While the company is continuing to operate its charter and packaged vacation business, the Air Line Pilots Association said "it is clear today that plans to essentially shutter the airline were made some time ago." ALPA said nearly all CanJet pilots have been let go, even though the association had worked for months with the airline to "mitigate involuntary layoffs."

ALPA said the 47 pilots would be laid off by May 6, and 39 of those would be gone by April 30. At the beginning of the year, there were approximately 100 pilots at CanJet, the association said.

The CBC and the Halifax Chronicle Herald reported that a total of 68 permanent and seasonal flight attendants will also be laid off.

However, Audrey Tam, president of the CUPE local that represents the flight attendants, said nine full-time attendants have been laid off, and contracts for another 48 seasonal flight attendants have expired.

CanJet has a small fleet of Boeing 737 aircraft, and ran charter flights from Canadian cities to Cuba, the Dominican Republic and Mexico. It started its CanJet Vacations business last fall, selling vacation packages. It has also supplied services to tour operator Transat A.T. Inc.

A CanJet ticket agent said Tuesday that the company is eliminating its European flights, but vacation flights "will continue."

At one time CanJet was a much larger enterprise, with scheduled passenger service across the continent. But its scheduled service, which flew to 14 Canadian and U.S. destinations, was folded in 2006. At that time the company blamed the pullback on its rival airlines – Air Canada and WestJet – saying they flooded the Atlantic market with seat capacity.
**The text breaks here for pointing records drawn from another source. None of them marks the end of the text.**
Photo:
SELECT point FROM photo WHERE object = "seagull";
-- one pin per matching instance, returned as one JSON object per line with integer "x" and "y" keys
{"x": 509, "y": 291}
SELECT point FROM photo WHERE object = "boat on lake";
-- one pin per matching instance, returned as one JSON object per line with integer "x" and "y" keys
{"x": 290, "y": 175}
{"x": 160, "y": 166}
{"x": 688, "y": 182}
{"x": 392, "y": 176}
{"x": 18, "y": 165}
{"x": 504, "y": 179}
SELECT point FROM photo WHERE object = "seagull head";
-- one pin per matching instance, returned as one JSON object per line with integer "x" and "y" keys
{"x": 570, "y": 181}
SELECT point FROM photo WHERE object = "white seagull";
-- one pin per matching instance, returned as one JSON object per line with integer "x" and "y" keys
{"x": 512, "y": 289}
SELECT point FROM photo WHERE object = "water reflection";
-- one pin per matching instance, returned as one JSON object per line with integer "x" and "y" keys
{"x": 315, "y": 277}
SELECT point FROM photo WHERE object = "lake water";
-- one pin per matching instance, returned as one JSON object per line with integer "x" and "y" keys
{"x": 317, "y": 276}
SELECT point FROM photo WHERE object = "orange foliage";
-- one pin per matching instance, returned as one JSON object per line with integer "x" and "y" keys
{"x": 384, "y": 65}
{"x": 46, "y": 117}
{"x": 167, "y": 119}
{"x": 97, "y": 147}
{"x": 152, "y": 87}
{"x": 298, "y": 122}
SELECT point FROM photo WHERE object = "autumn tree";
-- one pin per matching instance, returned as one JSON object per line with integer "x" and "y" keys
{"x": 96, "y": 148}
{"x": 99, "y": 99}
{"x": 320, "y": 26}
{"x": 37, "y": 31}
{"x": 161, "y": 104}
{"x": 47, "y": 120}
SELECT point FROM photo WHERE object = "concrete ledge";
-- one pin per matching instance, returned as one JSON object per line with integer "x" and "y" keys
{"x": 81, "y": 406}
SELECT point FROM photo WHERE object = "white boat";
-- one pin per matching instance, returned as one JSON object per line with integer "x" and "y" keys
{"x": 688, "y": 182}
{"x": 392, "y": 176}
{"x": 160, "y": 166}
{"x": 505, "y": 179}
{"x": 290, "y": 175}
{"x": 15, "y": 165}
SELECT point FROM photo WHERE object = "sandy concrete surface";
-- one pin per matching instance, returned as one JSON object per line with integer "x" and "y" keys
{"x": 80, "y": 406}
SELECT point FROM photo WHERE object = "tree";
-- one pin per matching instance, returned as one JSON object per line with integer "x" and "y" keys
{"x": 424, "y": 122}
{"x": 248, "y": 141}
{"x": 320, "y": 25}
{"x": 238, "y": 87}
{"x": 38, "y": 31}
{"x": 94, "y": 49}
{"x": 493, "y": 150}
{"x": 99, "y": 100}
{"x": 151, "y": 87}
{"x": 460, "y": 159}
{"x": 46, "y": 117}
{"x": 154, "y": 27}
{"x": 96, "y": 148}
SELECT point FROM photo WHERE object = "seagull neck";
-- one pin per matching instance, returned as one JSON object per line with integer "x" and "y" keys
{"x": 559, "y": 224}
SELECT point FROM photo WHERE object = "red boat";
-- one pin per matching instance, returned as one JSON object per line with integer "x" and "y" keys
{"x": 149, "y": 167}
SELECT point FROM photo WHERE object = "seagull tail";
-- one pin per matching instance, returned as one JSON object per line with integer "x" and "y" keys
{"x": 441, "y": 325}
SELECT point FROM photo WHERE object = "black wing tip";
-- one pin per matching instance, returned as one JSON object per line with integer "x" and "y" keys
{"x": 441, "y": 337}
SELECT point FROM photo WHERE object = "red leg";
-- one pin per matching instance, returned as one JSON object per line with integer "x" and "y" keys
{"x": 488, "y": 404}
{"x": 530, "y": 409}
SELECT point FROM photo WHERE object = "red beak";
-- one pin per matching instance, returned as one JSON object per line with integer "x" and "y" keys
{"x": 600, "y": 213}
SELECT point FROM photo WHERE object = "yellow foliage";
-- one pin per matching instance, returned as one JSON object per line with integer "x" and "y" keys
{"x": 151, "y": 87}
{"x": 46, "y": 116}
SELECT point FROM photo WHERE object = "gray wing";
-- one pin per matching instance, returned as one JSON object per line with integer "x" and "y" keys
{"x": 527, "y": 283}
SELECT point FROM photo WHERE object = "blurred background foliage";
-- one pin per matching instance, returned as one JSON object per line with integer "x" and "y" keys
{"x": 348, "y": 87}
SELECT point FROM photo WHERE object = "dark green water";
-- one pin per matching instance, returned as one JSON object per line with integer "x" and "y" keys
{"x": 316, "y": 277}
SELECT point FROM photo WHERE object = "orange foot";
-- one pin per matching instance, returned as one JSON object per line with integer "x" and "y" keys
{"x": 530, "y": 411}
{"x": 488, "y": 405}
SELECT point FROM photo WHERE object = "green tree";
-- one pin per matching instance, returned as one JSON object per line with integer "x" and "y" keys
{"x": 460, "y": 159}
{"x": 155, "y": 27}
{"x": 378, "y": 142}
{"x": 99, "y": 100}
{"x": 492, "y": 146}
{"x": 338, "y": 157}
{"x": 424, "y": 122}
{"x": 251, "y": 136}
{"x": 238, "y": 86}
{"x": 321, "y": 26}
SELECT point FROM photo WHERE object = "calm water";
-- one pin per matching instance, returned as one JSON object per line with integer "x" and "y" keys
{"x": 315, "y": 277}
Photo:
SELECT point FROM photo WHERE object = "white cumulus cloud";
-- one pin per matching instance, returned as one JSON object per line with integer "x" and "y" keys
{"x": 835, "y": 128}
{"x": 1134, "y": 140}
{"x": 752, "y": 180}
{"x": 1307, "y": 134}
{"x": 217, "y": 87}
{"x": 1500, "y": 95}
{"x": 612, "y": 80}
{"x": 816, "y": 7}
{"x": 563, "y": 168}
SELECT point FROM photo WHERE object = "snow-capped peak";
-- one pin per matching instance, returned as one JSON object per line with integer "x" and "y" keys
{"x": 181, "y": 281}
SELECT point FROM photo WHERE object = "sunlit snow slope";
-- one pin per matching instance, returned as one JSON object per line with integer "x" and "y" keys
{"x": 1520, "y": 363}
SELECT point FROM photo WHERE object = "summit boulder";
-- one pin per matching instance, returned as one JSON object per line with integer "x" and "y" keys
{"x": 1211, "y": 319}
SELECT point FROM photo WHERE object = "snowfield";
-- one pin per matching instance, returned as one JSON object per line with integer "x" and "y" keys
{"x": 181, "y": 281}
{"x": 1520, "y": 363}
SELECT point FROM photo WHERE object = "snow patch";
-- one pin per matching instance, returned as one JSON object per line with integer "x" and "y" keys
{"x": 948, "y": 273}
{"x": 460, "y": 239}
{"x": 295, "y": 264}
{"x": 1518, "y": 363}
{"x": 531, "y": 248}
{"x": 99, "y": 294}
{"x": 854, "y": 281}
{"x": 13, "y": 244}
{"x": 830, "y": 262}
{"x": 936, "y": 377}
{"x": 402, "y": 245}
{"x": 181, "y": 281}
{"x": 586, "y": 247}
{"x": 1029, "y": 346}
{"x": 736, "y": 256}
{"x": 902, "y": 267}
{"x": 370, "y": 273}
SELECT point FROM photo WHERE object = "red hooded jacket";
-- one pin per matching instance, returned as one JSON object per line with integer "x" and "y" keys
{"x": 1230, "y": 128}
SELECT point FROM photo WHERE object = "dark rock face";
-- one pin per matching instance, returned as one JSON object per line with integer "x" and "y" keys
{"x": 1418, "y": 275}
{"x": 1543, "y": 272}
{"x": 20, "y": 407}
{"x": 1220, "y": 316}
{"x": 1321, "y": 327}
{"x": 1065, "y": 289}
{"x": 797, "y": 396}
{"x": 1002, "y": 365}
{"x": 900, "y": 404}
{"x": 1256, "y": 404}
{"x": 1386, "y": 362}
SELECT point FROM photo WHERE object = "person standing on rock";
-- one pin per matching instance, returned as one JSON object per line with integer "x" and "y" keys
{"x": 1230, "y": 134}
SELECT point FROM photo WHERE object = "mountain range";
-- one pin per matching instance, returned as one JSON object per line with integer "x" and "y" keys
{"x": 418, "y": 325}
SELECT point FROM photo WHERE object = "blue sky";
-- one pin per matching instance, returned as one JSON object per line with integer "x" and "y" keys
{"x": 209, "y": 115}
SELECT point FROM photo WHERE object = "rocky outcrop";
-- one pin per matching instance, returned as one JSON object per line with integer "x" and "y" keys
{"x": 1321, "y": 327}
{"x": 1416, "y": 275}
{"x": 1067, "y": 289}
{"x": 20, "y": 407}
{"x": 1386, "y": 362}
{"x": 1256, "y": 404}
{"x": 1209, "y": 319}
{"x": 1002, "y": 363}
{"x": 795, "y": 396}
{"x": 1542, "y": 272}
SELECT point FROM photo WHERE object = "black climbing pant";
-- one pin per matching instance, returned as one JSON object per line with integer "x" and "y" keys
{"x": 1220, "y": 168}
Since then the airline has focused on the charter business.

The airline is a subsidiary of IMP, a company controlled by entrepreneur Ken Rowe that has holdings in aerospace, aviation and health care.

Mr. Rowe's son, Stephen Rowe, runs CanJet. He did not respond to requests for comment.

Robert Kokonis, president of airline consulting firm AirTrav Inc., said CanJet's problems were partly related to Transat A.T.'s decision to pull its short-haul flights back in-house, but he noted that the airline is also finding it hard to compete in an increasingly crowded market. Air Canada Vacations and WestJet are expanding their leisure offerings, he said, and there other strong competitors including Sunwing and Air Transat.

"[CanJet] has become such a minor kind of player," Mr. Kokonis said. "My radar screen is barely pointed in their direction."